Girls could be overrepresented in the cohort. Not only are the cohorts more than 50% female, but the foster care population is more than 50% male.
White, Black, Native American, Asian, Hawaiian/Pacific Islander, and Hispanic (of any race) youth could be accurately represented in the cohort. However, the non-insigficant sum of youth either declined to answer, or stated that they did not know their race. If the youth who declined to answer are disporoportionately one race, then the cohort could be not representative of the Baseline population.
This map is interactive. Hover over the state to view the participation percentage.
There is stark variation in state representation relative to the Baseline population, even when accounting for sampling done by some states. Since states have the discretion to administer the survey in an avenue they choose, it is not surprising that some have high participation (~70%) while others have low participation (~20%). The lowest state, Arizona, has ~4% participation.

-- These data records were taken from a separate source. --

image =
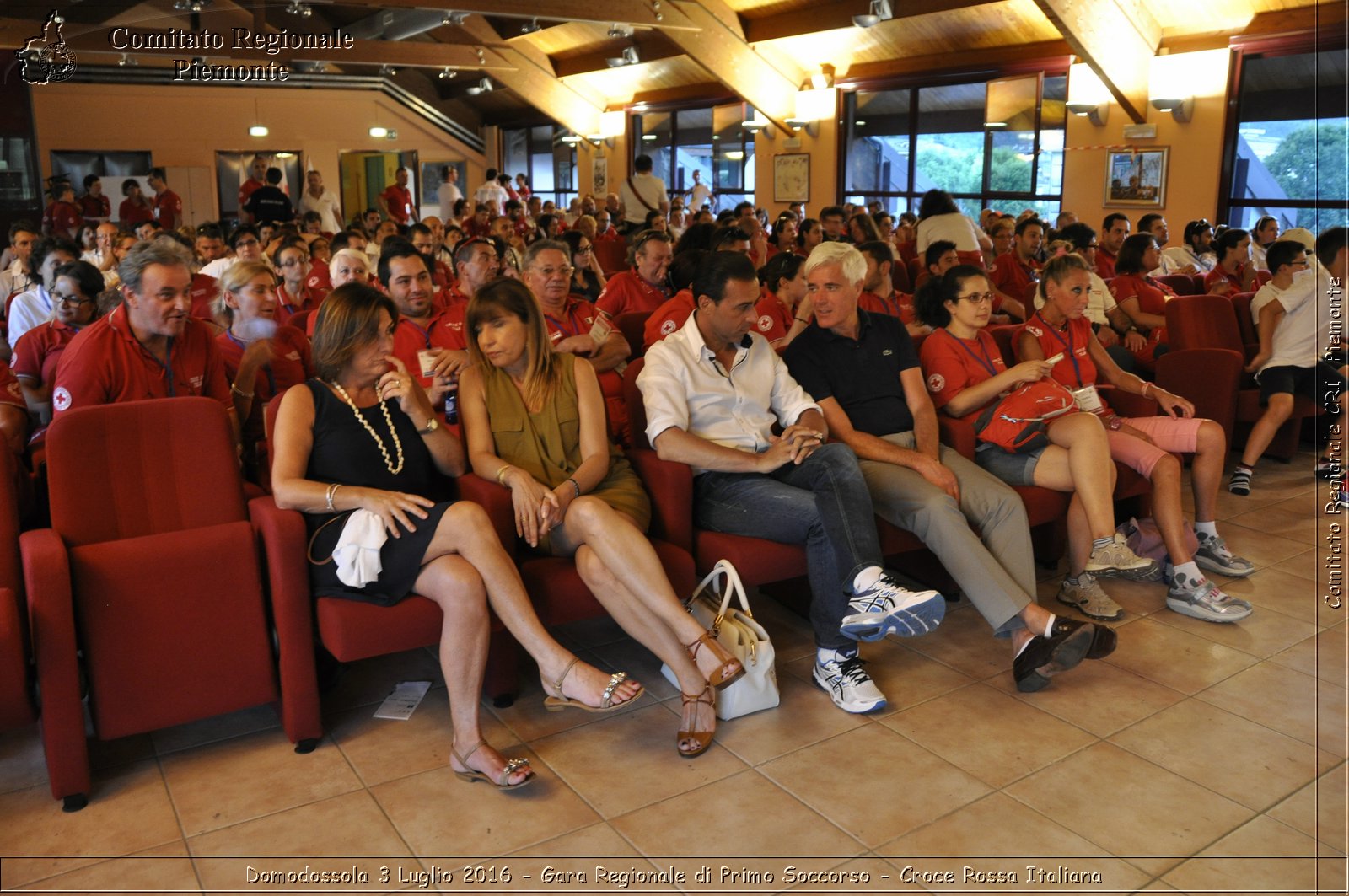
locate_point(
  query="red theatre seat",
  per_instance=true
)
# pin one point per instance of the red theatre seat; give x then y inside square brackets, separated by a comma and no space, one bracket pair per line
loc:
[150,572]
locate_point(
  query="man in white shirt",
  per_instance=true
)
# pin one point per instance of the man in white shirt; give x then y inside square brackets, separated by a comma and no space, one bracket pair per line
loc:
[320,199]
[449,192]
[712,393]
[1299,318]
[642,192]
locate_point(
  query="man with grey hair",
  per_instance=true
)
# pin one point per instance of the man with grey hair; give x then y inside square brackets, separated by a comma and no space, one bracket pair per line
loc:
[865,375]
[148,346]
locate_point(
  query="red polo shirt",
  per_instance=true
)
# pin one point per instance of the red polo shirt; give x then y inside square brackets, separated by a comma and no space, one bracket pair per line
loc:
[38,351]
[168,209]
[668,318]
[627,292]
[400,201]
[290,363]
[105,365]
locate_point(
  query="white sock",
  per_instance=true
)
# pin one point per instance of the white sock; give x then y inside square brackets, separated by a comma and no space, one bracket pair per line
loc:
[1187,574]
[865,579]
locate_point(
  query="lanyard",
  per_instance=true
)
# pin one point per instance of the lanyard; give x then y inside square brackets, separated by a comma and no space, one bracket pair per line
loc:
[1072,355]
[986,363]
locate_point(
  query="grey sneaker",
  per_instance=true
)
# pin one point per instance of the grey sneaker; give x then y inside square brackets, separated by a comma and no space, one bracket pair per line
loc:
[1213,555]
[1117,561]
[1205,601]
[1089,599]
[852,689]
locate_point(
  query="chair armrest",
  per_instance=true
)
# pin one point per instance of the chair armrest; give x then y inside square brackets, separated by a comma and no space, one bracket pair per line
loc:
[671,487]
[285,547]
[51,622]
[958,435]
[496,500]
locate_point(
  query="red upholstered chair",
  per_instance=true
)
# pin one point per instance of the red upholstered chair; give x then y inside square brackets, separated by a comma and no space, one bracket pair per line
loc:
[631,325]
[1180,283]
[150,571]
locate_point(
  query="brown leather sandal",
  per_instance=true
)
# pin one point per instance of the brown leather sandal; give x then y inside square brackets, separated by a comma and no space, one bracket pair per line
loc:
[705,738]
[719,678]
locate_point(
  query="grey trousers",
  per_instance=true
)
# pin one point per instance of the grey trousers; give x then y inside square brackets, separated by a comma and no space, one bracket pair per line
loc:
[996,572]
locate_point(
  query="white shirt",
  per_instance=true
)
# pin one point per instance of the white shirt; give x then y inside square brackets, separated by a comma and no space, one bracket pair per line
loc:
[649,195]
[30,309]
[327,206]
[445,196]
[685,386]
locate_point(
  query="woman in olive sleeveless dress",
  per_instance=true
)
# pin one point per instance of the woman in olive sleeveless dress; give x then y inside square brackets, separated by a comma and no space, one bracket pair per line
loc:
[535,421]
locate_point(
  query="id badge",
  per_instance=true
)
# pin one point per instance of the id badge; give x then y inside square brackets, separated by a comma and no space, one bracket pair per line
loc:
[1088,400]
[600,330]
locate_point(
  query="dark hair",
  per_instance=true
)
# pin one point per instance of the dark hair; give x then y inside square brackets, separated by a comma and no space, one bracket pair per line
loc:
[395,247]
[85,276]
[937,202]
[784,266]
[1130,260]
[1329,244]
[1079,233]
[879,249]
[1282,253]
[935,249]
[726,235]
[1228,240]
[347,321]
[685,267]
[1110,219]
[717,270]
[930,301]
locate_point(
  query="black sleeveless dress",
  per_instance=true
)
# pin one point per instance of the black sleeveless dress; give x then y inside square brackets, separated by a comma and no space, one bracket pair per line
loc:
[344,453]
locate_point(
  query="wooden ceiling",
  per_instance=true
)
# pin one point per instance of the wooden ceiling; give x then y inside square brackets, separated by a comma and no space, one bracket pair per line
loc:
[698,49]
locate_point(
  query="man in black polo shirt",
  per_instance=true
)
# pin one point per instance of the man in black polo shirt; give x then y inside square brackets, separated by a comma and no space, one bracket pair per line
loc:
[863,372]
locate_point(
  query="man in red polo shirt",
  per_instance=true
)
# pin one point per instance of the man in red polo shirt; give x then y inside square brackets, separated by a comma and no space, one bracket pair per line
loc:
[1115,229]
[642,287]
[1016,270]
[148,347]
[397,200]
[168,204]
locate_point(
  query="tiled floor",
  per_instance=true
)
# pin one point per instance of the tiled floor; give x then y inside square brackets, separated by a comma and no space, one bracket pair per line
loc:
[1196,759]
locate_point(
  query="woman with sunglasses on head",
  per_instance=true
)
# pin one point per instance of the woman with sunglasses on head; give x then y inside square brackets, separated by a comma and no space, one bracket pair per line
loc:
[74,294]
[968,375]
[535,421]
[1059,330]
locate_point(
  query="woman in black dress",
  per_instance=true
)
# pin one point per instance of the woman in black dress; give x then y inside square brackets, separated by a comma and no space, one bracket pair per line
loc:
[363,437]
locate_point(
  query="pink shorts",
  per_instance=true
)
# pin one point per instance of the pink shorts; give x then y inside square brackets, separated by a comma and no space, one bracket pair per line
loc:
[1167,433]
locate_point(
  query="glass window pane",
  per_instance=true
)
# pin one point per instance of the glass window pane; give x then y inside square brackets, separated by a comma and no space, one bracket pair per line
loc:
[949,154]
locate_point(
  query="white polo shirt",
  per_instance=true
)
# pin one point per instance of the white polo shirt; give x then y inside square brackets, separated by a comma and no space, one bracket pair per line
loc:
[685,386]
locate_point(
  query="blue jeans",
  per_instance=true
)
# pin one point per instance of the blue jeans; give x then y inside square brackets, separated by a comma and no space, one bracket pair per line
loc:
[823,502]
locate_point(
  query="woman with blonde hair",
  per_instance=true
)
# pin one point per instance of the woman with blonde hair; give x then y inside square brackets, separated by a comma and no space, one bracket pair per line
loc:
[535,421]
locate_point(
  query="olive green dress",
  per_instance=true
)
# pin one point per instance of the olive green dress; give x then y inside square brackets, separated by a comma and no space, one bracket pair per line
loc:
[548,446]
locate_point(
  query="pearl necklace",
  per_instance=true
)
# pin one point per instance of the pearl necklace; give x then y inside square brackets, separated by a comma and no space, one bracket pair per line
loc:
[398,446]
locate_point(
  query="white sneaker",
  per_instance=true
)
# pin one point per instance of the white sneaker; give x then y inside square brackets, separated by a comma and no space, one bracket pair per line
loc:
[852,689]
[888,608]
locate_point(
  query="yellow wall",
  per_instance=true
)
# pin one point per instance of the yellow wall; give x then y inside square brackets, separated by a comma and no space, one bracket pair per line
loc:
[185,126]
[1196,158]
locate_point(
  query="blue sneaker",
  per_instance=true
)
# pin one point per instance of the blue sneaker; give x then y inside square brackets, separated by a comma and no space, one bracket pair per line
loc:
[888,608]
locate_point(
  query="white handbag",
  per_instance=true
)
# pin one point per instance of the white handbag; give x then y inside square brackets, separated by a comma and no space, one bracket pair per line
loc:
[739,636]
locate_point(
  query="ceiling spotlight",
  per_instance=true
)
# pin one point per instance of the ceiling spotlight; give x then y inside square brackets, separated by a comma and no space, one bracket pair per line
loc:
[880,13]
[629,57]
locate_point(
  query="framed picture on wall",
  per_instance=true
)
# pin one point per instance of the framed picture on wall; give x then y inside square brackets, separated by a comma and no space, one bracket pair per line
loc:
[1137,179]
[793,177]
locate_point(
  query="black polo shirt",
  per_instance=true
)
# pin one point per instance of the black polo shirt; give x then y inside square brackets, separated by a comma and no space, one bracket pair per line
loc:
[863,375]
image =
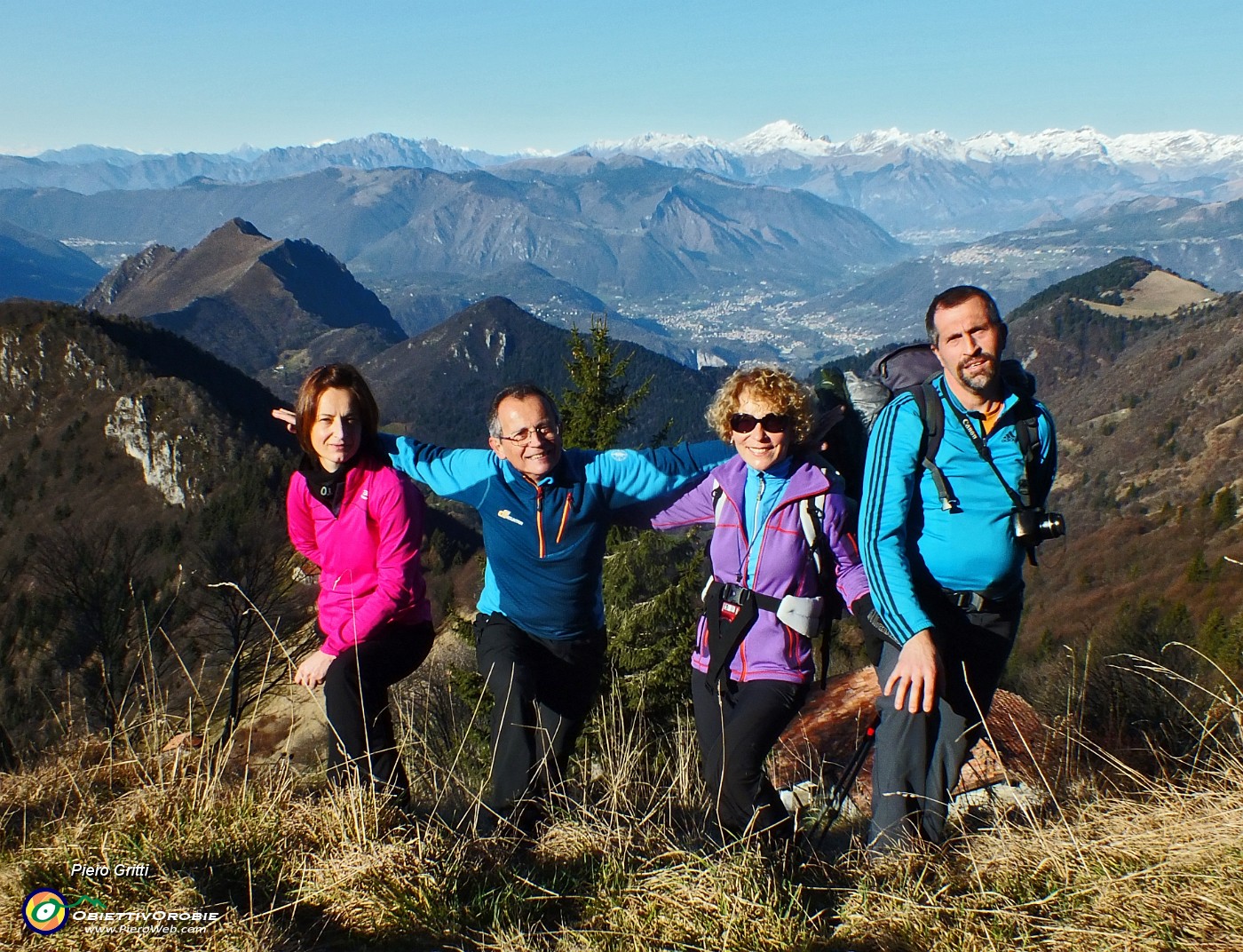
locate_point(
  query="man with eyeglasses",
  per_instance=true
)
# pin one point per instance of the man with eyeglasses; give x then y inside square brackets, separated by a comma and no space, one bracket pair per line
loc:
[540,631]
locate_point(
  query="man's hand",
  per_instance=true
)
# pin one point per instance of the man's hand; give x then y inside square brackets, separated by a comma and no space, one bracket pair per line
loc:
[915,675]
[313,669]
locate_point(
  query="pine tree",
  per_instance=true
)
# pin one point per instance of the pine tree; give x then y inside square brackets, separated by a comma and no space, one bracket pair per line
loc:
[650,582]
[599,403]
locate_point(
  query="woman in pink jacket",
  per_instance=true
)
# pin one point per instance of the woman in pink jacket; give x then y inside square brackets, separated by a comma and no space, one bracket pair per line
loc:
[360,522]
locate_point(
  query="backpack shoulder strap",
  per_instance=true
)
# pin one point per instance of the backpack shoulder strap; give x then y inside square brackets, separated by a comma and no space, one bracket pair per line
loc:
[1035,484]
[928,403]
[811,516]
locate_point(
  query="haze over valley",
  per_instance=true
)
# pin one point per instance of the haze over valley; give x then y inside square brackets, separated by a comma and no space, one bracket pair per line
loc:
[774,245]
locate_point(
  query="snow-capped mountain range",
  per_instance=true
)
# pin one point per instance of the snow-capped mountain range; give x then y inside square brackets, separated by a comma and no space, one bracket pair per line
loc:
[925,188]
[1168,149]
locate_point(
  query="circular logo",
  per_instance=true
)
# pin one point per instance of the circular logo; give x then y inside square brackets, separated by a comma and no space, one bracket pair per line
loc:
[44,911]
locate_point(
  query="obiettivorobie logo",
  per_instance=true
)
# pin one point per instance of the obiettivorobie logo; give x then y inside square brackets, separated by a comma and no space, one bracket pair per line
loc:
[46,910]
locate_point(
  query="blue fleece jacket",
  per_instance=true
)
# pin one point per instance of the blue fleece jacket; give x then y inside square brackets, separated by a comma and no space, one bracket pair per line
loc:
[544,542]
[907,540]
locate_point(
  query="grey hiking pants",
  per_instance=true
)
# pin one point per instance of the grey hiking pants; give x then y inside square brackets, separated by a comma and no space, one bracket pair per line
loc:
[919,756]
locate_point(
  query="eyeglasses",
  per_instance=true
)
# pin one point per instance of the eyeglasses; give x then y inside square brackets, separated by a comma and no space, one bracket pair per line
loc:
[543,432]
[771,422]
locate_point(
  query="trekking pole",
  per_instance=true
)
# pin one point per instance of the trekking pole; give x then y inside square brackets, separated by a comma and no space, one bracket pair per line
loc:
[836,796]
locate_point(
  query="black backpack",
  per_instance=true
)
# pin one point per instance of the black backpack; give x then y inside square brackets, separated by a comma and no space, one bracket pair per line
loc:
[910,368]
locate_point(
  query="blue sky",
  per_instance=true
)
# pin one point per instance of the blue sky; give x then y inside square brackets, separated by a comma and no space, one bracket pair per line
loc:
[556,74]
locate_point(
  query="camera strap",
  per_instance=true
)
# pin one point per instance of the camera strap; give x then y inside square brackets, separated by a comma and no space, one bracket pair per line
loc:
[1022,497]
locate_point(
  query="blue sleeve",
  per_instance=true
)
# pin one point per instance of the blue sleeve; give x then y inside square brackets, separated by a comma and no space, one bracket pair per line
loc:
[462,475]
[633,476]
[891,480]
[692,506]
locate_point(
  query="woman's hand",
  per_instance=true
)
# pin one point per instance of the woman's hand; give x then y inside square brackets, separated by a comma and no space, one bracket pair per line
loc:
[313,669]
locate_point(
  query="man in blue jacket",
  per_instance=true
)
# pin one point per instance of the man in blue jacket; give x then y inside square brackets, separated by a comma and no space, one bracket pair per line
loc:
[540,631]
[946,568]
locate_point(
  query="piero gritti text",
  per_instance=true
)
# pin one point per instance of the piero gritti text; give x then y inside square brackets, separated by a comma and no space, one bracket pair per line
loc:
[134,870]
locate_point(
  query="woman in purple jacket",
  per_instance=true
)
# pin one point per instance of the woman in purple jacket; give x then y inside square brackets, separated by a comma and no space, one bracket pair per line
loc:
[362,523]
[752,662]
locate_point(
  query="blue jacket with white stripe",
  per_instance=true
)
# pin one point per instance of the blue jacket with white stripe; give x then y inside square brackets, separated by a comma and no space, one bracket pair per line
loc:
[909,542]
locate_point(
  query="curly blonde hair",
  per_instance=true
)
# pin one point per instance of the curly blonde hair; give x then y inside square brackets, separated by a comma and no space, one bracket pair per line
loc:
[768,385]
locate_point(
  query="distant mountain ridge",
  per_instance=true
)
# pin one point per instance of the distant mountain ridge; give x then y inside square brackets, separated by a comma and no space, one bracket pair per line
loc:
[250,299]
[914,184]
[618,226]
[37,267]
[440,385]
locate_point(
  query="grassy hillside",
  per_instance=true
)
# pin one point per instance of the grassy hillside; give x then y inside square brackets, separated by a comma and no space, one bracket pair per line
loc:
[622,864]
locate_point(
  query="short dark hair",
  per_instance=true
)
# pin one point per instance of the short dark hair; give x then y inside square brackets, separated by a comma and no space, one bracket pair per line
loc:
[335,377]
[954,296]
[519,392]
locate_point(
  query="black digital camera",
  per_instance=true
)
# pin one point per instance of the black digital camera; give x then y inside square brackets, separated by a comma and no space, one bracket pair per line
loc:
[1034,526]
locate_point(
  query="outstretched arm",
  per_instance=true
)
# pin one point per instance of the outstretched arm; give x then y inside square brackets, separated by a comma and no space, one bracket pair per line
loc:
[634,476]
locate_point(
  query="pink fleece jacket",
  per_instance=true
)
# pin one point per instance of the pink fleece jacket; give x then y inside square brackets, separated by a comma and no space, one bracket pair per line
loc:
[368,556]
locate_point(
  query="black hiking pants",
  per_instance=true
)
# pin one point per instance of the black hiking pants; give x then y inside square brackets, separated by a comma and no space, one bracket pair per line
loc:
[362,743]
[737,727]
[919,756]
[542,689]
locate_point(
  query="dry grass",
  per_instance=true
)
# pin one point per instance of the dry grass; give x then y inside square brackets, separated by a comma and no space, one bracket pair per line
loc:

All 50 states, District of Columbia, and Overall rate displayed by default. Scroll through the legend page to see what color the state you're looking for is, or hover over a particular line to see what state it is. You can toggle to display only a particular state with the drop-down menu. If you wish to return to the original display with all rates, refresh the page.
There were some states that I suspect to have errornous data in Cohort 2014: South Dakota, Colorado, Illinois, and West Virginia. The categorical representation for 'blank' response was '77.0', but these states contain '78.0' in the value for highest education attained and therefore were not converted to a category when loaded into a dataframe. They were considered to be 'none of the above'. Illinois had the lowest errornous entries, with only 4. West Virginia had the most with 139. In Cohort 2011, these states also had 'blank' entries disporoportionately to other states.
There were no abnormalities with Cohort 2017.
This map is interactive. Hover over the state to view the graduation percentage. States South Dakota, Colorado, Illinois, and West Virginia potentially affected by errornous data entry.
In all cohorts, females graduate at higher rates than males.
Interestingly, there is some variation observed between cohorts. In 3 out of the 4 charts, those who declined to state their race graduated at the highest rates compared to others.